BEIJING (AP) — A Chinese court on Friday sentenced a veteran democracy activist to nine years' imprisonment for inciting subversion, in what appears to be the most severe punishment handed down in a crackdown on dissent this year.
Rights activist Chen Wei was convicted of incitement to subversion over four essays he wrote and published online, said his one of his lawyers, Liang Xiaojun.
Chen was detained in February amid an expansive government crackdown in response to anonymous online calls urging Chinese to imitate protests in North Africa and the Middle East.
Liang said the trial at a court in the city of Suining in southwestern China lasted about two and a half hours and that the sentence was handed down 30 minutes after the trial concluded.
"We pleaded not guilty. He only wrote a few essays. We presented a full defense of the case, but we were interrupted often, and none of what we said was accepted by the court," Liang said.

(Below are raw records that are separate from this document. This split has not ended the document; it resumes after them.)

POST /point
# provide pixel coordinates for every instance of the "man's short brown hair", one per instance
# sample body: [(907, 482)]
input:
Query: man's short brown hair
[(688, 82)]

Liang said that after the sentence was handed down, Chen said: "I protest, I am innocent. The governance of democracy must win, autocracy must die."
The sentence given to Chen, 42, appears to be the harshest penalty handed down in relation to this year's crackdown. Beijing activist Wang Lihong, who was detained in March was sentenced to nine months in jail in September for staging a protest on behalf of other activists.
Chen's wife Wang Xiaoyan decried the punishment.
"He is innocent and the punishment was too harsh. The court did not allow him to defend himself and his freedom of speech was completely deprived of," Wang said by phone. "What's wrong about a person freely expressing his ideas?"